Football
Gabriele Marcotti, Senior Writer, ESPN FC 10y

Three Points: Netherlands defeat Spain

SALVADOR -- No one saw it coming, but the Netherlands gained a bit of payback for the 2010 final by defeating Spain 5-1 -- the worst loss ever for a World Cup champion. 

1. RvP, Robben reward Van Gaal

Switch to 5-3-2 when defending, 3-4-3 when attacking and let your superstars make the difference. It's not quite that simple, but Louis Van Gaal made it seem that way in the 5-1 spanking of the world champions, their worst World Cup result since the last time they were in this part of the globe and the host nation beat them 6-1 in 1950.

You can say games hinge on incidents and episodes and, perhaps, if David Silva had put away that chance to put Spain 2-0 up this game may have taken a different turn. But Van Gaal looked calm -- or as calm as he could possibly look given that he's Van Gaal -- even in the first half hour, when Spain were creating the chances and some of his youngsters ( Daryl Janmaat, Bruno Martins Indi, Stefan De Vrij) looked ripe to be picked apart by Vicente Del Bosque's tiki-taka.

Van Gaal kept faith and his stars rewarded him. From Robin Van Persie's outrageous leap and header for the equalizer (get used to it, you'll see it again and again, it's already next to Dennis Bergkamp's in Oranje World Cup lore) to Arjen Robben's delicious control, befuddling of Gerard Pique and strike past Iker Casillas. Both, mind you, set up by direct, diagonal balls from Daley Blind, the kind of north-south football Van Gaal -- supposedly -- turns his nose at. (He doesn't; he does what is needed.)
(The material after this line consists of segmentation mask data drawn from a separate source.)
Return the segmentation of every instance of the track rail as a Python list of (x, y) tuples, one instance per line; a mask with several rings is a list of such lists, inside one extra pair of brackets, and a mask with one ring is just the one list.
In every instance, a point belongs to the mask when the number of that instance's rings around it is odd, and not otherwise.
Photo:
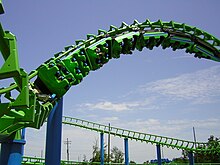
[[(0, 30), (0, 37), (2, 40), (8, 37), (3, 43), (7, 45), (13, 41), (11, 45), (16, 47), (15, 37), (10, 33)], [(101, 68), (121, 54), (132, 54), (132, 51), (142, 51), (143, 48), (152, 50), (158, 46), (174, 51), (185, 49), (194, 57), (220, 61), (220, 40), (186, 24), (161, 20), (139, 23), (135, 20), (131, 25), (123, 22), (119, 28), (110, 26), (108, 31), (99, 29), (97, 35), (88, 34), (86, 40), (66, 46), (28, 76), (19, 70), (22, 78), (16, 78), (9, 87), (0, 88), (0, 94), (9, 100), (0, 103), (0, 140), (24, 127), (40, 128), (57, 100), (71, 86), (79, 84), (91, 70)], [(3, 53), (5, 57), (7, 53)], [(30, 82), (34, 77), (37, 78)], [(12, 98), (14, 90), (20, 92), (17, 98)]]
[[(163, 49), (185, 49), (195, 57), (220, 61), (220, 41), (207, 32), (172, 21), (134, 21), (132, 25), (122, 23), (120, 28), (110, 26), (109, 31), (99, 30), (98, 35), (89, 34), (87, 40), (65, 47), (37, 69), (35, 85), (42, 93), (56, 94), (59, 98), (90, 70), (101, 68), (110, 59), (160, 45)], [(48, 79), (49, 76), (52, 78)]]
[(80, 127), (92, 131), (97, 131), (101, 133), (111, 134), (120, 138), (128, 138), (131, 140), (136, 140), (140, 142), (146, 142), (151, 144), (159, 144), (161, 146), (171, 147), (175, 149), (193, 151), (193, 152), (205, 152), (205, 153), (220, 153), (220, 145), (218, 147), (210, 148), (208, 143), (203, 142), (192, 142), (187, 140), (181, 140), (171, 137), (141, 133), (131, 130), (126, 130), (122, 128), (106, 126), (86, 120), (81, 120), (72, 117), (63, 117), (63, 124), (71, 125), (75, 127)]
[[(24, 165), (45, 165), (45, 159), (44, 158), (37, 158), (37, 157), (30, 157), (30, 156), (23, 156), (22, 164)], [(77, 162), (77, 161), (67, 161), (67, 160), (61, 160), (61, 165), (68, 165), (68, 164), (83, 164), (83, 162)], [(99, 163), (100, 164), (100, 163)]]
The rest was window-dressing. Iker Casillas, possibly fouled by Van Persie, flapping at the free kick for the third goal, Casillas -- again - failing to control a backpass for the fourth and the most classic of counterattacks from Robben. What mattered was the first two. And, here, as well as the players, you need to credit the manager, who found a way to put his players in a position to exact maximum damage.

2. Dutch benefit from the rebound effect

Call it the World Cup pick-me-up. We've seen it happen so many times. Players, particularly veterans, who miss large chunks of the season and have a relatively off-year stealing the show on the biggest stage of all.

Van Persie missed two long stretches of the season with various injuries. When he did play he was inconsistent, at least relative to the heroics of the previous two seasons when he notched a total of 56 league goals. You can find plenty of different reasons beyond his injuries: starting with the Old Trafford horror show and the difficulties in transitioning from the Sir Alex Ferguson era right down to the fact that a lot of his teammates simply played poor, uninspired football.

Against Spain, he was magnificent, scoring two goals, providing a steady outlet in the front three (not easy to do alongside two unorthodox players like Wesley Sneijder and Robben) and seemingly getting stronger in his terrorization of Sergio Ramos and Pique as the game wore on.

But the same principle could also be applied on the Spanish end. Xavi also had a tough season. He, too, saw his team's seasonal objectives waste away. And, like Van Persie, he should have been a difference-maker in the first half, setting up both Diego Costa's run that resulted in the penalty and the glorious chance David Silva squandered.(He'd waste another one later too, this time set up by Andres Iniesta.)

3. Spain must re-group now

Spain didn't just get a bloody nose, they got a full-body bludgeoning in terms of pride and result. The regrouping must start now. Del Bosque will have some very painful decisions to make, he'll have to look the guys who won him the World Cup in the eye and determine who's in and who's out.

That means Casillas, Pique, but also Sergio Ramos, Sergio Busquets, David Silva and others, most of whom were poor. And he'll need to play psychologist to figure out whether Costa is in the right frame of mind to continue playing in this World Cup. He was subjected to continuous abuse -- par for the course -- and, while we don't know what he was thinking, he did look like a man affected when he headbutted Bruno Martins Indi.

But before you write them off completely, remember that they lost the opener in 2010 as well (albeit after dominating Switzerland, unlike today). And we know what happened next.